Abhängig von der Stromstärke gibt es neben den 1-Ampere-Dioden 1N4001 bis 1N4007 noch die 3-Ampere-Dioden 1N5400 bis 1N5408.

Im Spannungsverlauf einer Brückengleichrichter-Schaltung mit einfachen Dioden kann es zu steilflankigen Spannungsspitzen kommen. Diese Spannungsspitzen sind besonders bei langsamen Dioden mit einem analogen Oszilloskop zu beobachten. In Relation zur Spannungsperiode der pulsierenden Gleichspannung hat die Spannungsspitze eine größere Impulsbreite.

Hinweis: Diese Spannungsspitzen wirken sich nachteilig auf Geräte aus, die in der Nähe stehen. Beispielsweise Funk-Empfänger.

Was noch dazukommen kann: Die Ersatzschaltung der Brücke mit dem Trafo bei gesperrten Dioden (Sperrschichtkapazität) bilden einen Schwingkreis, wenn die Dioden langsam genug sind, damit sich eine Oszillation aufbauen kann.
Der Schwingkreis wird durch die Spannung beim Sperren angeregt. Je nach Kombination aus Diode und Transformator können sich Schwingungen bilden, die abgestrahlt werden und so andere elektronische Geräte stören. Mit einem Widerstand könnte man diese Schwingungen dämpfen. Das würde aber den Transformator unnötigerweise belasten.

Abhilfe schaffen 4 Keramik-Kondensatoren mit ca. 100nF parallel zu den Gleichrichterdioden. Spannungsspitzen werden dadurch kurzgeschlossen und ein eventuell entstandener Schwingkreis verstimmt und somit gedämpft.

Hinweis: Zusätzliche Kondensatoren beim Gleichrichter sind in der Regel nicht notwendig.

Aber, ab einem bestimmten Zusammenwirken von Widerstand, Induktivität und Kapazität hat man es immer mit einem HF-Netzwerk zu tun.
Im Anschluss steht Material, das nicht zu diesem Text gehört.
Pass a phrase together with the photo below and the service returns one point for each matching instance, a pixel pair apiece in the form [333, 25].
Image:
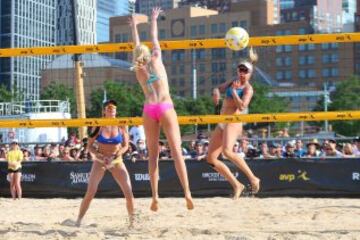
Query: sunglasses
[110, 106]
[243, 69]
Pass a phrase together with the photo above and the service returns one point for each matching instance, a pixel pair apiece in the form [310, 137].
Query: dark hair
[113, 102]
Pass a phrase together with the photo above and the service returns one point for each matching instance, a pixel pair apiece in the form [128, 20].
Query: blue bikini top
[152, 78]
[239, 91]
[114, 140]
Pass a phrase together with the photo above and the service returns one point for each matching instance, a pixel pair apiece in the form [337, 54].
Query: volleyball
[237, 38]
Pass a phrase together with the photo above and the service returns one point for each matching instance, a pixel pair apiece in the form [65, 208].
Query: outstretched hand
[133, 21]
[156, 12]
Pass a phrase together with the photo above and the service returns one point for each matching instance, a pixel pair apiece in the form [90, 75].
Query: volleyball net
[301, 70]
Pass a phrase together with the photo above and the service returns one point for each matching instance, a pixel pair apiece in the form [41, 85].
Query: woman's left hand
[156, 12]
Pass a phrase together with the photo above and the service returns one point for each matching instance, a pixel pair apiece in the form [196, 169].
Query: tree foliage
[346, 97]
[59, 91]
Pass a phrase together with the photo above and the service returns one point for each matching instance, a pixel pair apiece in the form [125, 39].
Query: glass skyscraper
[86, 22]
[105, 10]
[25, 23]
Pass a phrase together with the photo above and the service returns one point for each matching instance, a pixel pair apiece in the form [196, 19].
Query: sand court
[213, 218]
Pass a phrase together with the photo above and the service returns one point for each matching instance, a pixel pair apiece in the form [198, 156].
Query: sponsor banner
[283, 177]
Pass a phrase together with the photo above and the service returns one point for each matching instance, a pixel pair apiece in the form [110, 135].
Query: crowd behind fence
[74, 149]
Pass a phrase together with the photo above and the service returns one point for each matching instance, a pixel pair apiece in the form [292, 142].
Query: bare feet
[154, 205]
[255, 185]
[189, 203]
[238, 190]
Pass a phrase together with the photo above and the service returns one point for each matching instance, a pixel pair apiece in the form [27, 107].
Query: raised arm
[154, 31]
[218, 90]
[135, 34]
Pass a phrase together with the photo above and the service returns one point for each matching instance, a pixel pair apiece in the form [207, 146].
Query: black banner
[283, 177]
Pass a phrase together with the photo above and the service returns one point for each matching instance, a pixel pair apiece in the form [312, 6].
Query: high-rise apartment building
[146, 6]
[289, 66]
[219, 5]
[26, 23]
[86, 22]
[105, 10]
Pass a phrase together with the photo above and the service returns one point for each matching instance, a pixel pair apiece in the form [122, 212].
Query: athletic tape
[185, 120]
[184, 44]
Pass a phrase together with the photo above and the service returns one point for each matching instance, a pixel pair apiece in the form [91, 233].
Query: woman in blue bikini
[238, 94]
[158, 109]
[111, 143]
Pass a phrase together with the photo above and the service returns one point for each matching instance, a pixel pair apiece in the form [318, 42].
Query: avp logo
[289, 177]
[356, 176]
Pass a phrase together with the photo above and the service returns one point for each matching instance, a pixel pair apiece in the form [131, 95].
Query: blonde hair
[141, 56]
[253, 56]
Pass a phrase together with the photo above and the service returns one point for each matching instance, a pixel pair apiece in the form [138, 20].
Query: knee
[228, 152]
[90, 194]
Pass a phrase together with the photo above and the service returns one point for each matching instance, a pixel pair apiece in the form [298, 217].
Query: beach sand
[212, 218]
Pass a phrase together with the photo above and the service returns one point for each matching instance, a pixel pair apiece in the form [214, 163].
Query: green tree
[58, 91]
[346, 97]
[129, 97]
[7, 96]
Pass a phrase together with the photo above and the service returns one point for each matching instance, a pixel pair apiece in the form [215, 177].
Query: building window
[202, 68]
[288, 61]
[193, 31]
[311, 73]
[214, 67]
[334, 72]
[243, 24]
[279, 75]
[214, 28]
[302, 74]
[222, 27]
[162, 34]
[202, 29]
[325, 72]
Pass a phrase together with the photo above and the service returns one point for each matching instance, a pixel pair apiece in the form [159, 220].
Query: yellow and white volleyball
[237, 38]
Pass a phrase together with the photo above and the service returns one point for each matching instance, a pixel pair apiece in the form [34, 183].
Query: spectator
[38, 154]
[199, 154]
[289, 150]
[2, 154]
[357, 146]
[61, 150]
[137, 133]
[244, 147]
[72, 140]
[46, 153]
[26, 154]
[299, 151]
[264, 151]
[330, 149]
[74, 153]
[67, 154]
[14, 158]
[164, 152]
[141, 149]
[348, 151]
[312, 149]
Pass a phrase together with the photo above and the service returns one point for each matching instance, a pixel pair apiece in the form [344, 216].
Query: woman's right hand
[216, 96]
[133, 22]
[155, 13]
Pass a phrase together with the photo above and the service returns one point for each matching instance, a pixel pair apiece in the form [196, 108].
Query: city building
[97, 70]
[218, 5]
[325, 16]
[26, 24]
[105, 10]
[86, 22]
[146, 6]
[37, 109]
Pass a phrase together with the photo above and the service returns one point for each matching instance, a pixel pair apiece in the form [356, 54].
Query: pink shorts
[156, 110]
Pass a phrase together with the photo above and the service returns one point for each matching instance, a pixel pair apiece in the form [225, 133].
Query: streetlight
[132, 6]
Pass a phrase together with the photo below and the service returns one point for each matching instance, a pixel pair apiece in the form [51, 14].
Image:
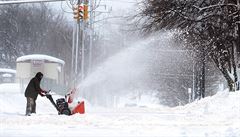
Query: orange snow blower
[62, 105]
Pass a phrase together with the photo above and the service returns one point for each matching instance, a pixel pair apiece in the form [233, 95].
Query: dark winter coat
[33, 88]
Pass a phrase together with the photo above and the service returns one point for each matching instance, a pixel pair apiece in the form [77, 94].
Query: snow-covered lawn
[216, 116]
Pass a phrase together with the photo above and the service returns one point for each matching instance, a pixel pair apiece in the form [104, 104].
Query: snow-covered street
[216, 116]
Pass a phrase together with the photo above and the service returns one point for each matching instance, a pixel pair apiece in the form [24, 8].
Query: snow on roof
[40, 57]
[7, 70]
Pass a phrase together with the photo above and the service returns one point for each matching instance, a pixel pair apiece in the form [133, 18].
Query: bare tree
[209, 27]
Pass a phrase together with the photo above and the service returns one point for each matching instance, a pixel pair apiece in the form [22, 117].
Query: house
[51, 67]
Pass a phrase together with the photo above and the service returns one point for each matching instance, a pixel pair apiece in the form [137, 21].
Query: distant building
[51, 67]
[7, 75]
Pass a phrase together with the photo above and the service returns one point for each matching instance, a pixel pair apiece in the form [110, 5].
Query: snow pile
[40, 57]
[218, 115]
[10, 88]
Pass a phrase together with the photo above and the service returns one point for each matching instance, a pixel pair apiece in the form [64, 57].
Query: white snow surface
[216, 116]
[40, 57]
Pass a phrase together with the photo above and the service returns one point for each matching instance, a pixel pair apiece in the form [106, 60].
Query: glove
[42, 93]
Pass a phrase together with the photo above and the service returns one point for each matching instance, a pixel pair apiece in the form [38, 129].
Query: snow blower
[62, 105]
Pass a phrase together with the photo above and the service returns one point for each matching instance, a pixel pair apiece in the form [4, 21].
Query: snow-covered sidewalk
[217, 116]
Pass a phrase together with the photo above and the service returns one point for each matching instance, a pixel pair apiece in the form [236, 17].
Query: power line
[24, 1]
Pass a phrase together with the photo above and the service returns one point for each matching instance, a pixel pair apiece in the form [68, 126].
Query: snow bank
[210, 117]
[40, 57]
[10, 88]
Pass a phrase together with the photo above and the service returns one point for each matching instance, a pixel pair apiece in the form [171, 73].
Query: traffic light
[76, 12]
[85, 12]
[81, 11]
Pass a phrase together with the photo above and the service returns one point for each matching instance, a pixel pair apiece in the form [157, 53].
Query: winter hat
[39, 75]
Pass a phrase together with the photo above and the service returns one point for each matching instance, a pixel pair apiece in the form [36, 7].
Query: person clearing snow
[31, 93]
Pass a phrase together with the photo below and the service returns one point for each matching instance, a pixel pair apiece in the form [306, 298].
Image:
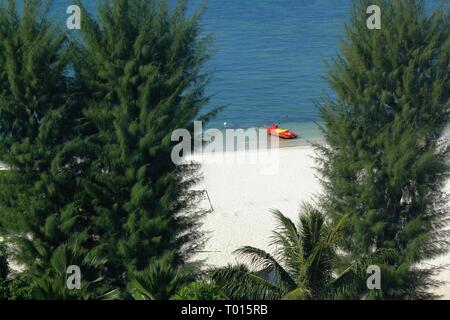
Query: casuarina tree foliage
[85, 135]
[384, 162]
[38, 210]
[140, 69]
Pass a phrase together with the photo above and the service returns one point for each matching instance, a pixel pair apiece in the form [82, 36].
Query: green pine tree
[39, 208]
[140, 68]
[383, 161]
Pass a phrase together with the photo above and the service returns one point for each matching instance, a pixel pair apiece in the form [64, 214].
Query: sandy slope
[242, 196]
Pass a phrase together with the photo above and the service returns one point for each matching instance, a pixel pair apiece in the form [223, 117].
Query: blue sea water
[268, 66]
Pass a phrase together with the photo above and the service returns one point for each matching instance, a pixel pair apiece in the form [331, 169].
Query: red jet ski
[282, 133]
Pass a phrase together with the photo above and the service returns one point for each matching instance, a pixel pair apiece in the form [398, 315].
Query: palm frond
[238, 282]
[262, 260]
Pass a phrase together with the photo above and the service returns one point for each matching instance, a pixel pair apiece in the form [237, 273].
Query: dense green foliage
[140, 72]
[383, 163]
[160, 281]
[85, 130]
[37, 206]
[305, 265]
[200, 290]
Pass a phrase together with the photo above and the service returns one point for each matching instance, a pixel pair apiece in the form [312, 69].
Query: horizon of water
[269, 58]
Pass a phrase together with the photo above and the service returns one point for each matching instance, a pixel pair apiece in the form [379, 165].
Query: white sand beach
[242, 196]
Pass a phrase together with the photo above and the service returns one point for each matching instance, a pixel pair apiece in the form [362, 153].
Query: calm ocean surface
[268, 65]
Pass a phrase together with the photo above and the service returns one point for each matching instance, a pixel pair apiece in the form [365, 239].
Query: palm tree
[160, 281]
[51, 283]
[305, 264]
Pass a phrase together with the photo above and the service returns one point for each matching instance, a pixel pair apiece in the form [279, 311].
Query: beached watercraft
[282, 133]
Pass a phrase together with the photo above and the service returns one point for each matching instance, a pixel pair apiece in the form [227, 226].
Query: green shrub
[201, 290]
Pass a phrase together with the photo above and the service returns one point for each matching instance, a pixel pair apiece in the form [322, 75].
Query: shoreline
[242, 197]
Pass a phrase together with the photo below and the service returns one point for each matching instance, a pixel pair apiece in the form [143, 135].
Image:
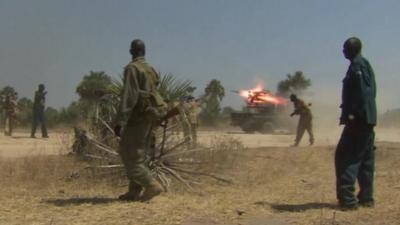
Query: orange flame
[259, 95]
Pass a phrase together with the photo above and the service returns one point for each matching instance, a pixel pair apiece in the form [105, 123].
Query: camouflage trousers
[134, 151]
[305, 124]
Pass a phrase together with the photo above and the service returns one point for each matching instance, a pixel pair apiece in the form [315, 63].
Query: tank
[264, 113]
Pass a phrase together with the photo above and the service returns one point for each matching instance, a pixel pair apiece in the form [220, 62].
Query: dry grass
[295, 185]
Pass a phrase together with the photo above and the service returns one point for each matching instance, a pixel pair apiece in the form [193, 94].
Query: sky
[241, 43]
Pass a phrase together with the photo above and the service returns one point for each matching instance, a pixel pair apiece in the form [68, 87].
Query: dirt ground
[273, 184]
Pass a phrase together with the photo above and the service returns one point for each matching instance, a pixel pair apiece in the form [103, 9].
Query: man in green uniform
[305, 121]
[143, 106]
[11, 115]
[354, 158]
[39, 111]
[192, 111]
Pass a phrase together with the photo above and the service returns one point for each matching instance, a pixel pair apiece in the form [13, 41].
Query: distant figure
[38, 112]
[305, 121]
[192, 111]
[143, 105]
[354, 158]
[11, 115]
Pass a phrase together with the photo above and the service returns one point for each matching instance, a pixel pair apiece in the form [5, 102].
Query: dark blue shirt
[359, 92]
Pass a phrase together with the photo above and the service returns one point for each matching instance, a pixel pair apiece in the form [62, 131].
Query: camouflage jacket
[140, 96]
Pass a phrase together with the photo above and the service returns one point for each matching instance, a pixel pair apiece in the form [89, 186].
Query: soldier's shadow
[80, 201]
[299, 207]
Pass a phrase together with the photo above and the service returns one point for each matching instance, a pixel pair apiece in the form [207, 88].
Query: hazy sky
[239, 42]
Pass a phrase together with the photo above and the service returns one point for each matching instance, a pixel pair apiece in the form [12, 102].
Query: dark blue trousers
[355, 160]
[39, 118]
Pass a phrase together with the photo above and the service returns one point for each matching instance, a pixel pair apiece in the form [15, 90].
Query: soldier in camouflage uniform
[192, 111]
[39, 111]
[10, 115]
[305, 121]
[143, 107]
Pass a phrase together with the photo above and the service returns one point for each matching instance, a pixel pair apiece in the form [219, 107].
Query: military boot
[151, 191]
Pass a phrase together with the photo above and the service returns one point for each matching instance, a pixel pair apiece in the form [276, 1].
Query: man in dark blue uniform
[354, 158]
[39, 111]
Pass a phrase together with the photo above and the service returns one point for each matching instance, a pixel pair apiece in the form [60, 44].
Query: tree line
[99, 92]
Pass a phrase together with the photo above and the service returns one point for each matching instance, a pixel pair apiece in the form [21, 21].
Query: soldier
[39, 111]
[11, 115]
[305, 120]
[192, 111]
[354, 157]
[144, 107]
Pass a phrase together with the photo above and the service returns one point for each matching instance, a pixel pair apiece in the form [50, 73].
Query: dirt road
[59, 142]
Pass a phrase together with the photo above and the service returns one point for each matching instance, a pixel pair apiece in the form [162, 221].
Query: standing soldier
[354, 158]
[144, 107]
[39, 111]
[305, 120]
[192, 108]
[11, 115]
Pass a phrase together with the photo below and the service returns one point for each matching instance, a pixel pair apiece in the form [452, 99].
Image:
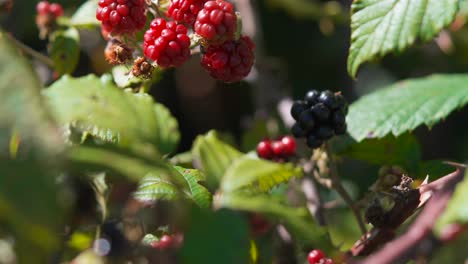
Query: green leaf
[258, 174]
[407, 104]
[152, 188]
[213, 156]
[99, 108]
[30, 206]
[296, 219]
[85, 16]
[379, 27]
[198, 193]
[215, 237]
[133, 167]
[65, 50]
[403, 151]
[456, 210]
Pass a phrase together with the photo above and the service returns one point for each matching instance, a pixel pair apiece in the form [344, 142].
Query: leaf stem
[338, 186]
[26, 49]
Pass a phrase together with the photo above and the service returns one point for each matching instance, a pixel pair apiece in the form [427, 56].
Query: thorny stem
[24, 48]
[336, 184]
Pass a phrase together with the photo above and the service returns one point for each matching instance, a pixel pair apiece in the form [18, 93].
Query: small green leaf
[152, 188]
[379, 27]
[133, 167]
[213, 156]
[297, 219]
[99, 108]
[456, 210]
[407, 104]
[258, 174]
[198, 193]
[65, 50]
[85, 16]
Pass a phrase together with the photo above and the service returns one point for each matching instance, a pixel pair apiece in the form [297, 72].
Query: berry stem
[26, 49]
[338, 186]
Deshalb kann diese schaltungstechnische Maßnahme wirkungslos sein.

Die gewählten Kondensatoren müssen die volle Wechselspannung zuzüglich Transienten und Spikes standhalten können. Eher sogar mehr. Dazu bedarf es Keramikkondensatoren und eine Spannungsfestigkeit mindestens in Höhe der Versorgungsspannung. Besser höher.

Desweiteren sollte die Fein-Schmelzsicherung richtig dimensioniert sein, damit nicht ein Blitzeinschlag in der Nähe einen Schaden gerade durch diese Keramikkondensatoren anrichten kann.

Dimensionierung des Brückengleichrichters

Beim Einschalten wirken die Elektrolytkondensatoren (durch Glättung und Siebung) wie ein Kurzschluss. Der Strom durch die Dioden wird nur durch den Innenwiderstand des vorgeschalteten Transformators begrenzt. Die Spitzenspannung kann weit über dem liegen, was man als Sekundärspannung vom Transformator erwartet.
Deshalb muss jede einzelne Diode etwa das doppelte der möglichen Eingangsspannung verkraften können. So hat sie noch Reserven, wenn die Eingangsspannung Spannungsspitzen aufweist.
Die Strombelastbarkeit der Dioden orientiert sich an 1 Ampere pro Millifarad der nachfolgenden Ladekapazität der Elektrolytkondensatoren (Glättung und Siebung).